The electric heaters shall not operate until an air velocity equivalent to 80% of the design air velocity in the main supply air duct has been established. This shall be done by interlocking the heater contactors with the supply air fan starter and via an airflow switch installed in the main supply duct.

An overheat stat shall switch the heaters off when the temperature of the air leaving the heaters exceeds 75°C. (The overheat stat shall be provided with manual reset.)

The temperature controls shall be so adjusted that heating and cooling cannot operate simultaneously (except for dehumidification as specified later).
A dead zone of 1K shall be provided between heating and cooling.

Offices: Each office shall be provided with a heater capable of heating the design supply air quantity to the individual offices by 8°C.

These heaters are to be individually controlled by a two-step electric thermostat positioned in a representative place in the various offices.

These heaters shall also be interlocked with the main supply air fan as well as being provided with a manual reset overheat stat set at 75°C.

Set point adjustment shall be remote. A secondary adjustment with a maximum span of about 2K is to be provided at the room sensor.

Humidity control

The humidity sensor shall be positioned adjacent to the temperature sensor. No set point adjustment shall be provided at the humidity sensor.

On a rise in humidity, the humidity control system shall override the temperature controls and open the chilled water valve in proportion to the humidity deviation.

Upon a temperature drop due to the dehumidification action, the temperature control shall activate the heaters to provide reheating.

On a drop in relative humidity, the control system shall modulate the capacity of the dry steam-type humidifier in proportion to the deviation, provided that the relative humidity, two metres downstream of the humidifier, shall not exceed 80%.

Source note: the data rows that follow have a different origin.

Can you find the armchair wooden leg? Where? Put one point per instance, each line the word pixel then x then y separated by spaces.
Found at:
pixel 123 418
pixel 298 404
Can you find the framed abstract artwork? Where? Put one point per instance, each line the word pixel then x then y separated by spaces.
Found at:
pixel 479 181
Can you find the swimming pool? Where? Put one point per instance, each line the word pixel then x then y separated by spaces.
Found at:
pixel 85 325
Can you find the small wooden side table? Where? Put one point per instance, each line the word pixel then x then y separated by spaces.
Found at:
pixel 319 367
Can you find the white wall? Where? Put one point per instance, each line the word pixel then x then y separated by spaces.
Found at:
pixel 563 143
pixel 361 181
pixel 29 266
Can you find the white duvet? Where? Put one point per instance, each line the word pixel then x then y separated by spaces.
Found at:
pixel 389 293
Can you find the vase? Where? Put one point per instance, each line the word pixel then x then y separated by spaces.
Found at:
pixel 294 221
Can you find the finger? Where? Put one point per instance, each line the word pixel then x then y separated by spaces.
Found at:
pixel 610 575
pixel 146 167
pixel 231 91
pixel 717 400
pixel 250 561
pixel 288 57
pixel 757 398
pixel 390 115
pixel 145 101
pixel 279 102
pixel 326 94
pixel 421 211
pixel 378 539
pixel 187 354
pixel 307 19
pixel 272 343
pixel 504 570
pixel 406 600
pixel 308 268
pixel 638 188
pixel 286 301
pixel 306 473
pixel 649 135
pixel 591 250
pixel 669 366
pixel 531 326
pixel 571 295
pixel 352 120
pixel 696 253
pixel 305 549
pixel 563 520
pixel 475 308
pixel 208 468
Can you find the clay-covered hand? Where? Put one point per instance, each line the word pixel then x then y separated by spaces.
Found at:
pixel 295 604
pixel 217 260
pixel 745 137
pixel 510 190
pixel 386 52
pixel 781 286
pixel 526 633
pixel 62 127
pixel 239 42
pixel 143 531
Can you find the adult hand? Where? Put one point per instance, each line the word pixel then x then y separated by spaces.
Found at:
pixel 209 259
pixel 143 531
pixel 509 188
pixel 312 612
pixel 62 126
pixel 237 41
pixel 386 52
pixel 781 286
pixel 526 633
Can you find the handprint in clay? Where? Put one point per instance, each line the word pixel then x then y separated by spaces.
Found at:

The humidifier shall also be interlocked with the supply air fan and shall not operate when this fan is off or when the air velocity in the supply air duct drops to below 80% of the design air velocity. The relative humidity in the adjacent offices shall not be controlled.

Outside air damper control

The outside air dampers shall be closed outside shopping hours.

During shopping hours, the dampers shall be opened to a position that can be set by means of a potentiometer on the remote control board. This potentiometer is to be marked ‘Outside air damper, percentage open’. A minimum of 10% outside air shall be maintained.

Indicator lights

The following indicator lights shall be provided:

  • Fan on (green)
  • Fan run out (orange)
  • Fan tripped (red)
  • Heaters on [one light per step] (orange)
  • Overheat stat tripped (red)
  • Humidifier on (green)
  • Humidifier ‘tripped’ (red)
  • Outside air closed (red)
  • Filter dirty (red).


  • Temperatures: outside air, return air chilled water supply, chilled water return
  • Humidity: supply air, return air
  • Pressure: filter pressure loss
  • Amperage: supply air fan, humidifier, heaters
  • Outside air damper position
  • Supply air fan: Run/off
  • Electric heaters: On/off
  • Humidifier: On/off
  • Re-heaters: On/off
  • Temperature control point
  • Humidity control point.

Liam, this forms the basis of a simple control specification to give you a starting point and some direction. From here you will need to develop your specification. As you can see, all aspects of the control of the plant must be included as well as all safety aspects and emergency situations. This constitutes an important aspect that needs thorough attention. I hope this helps you with the development of your control specification.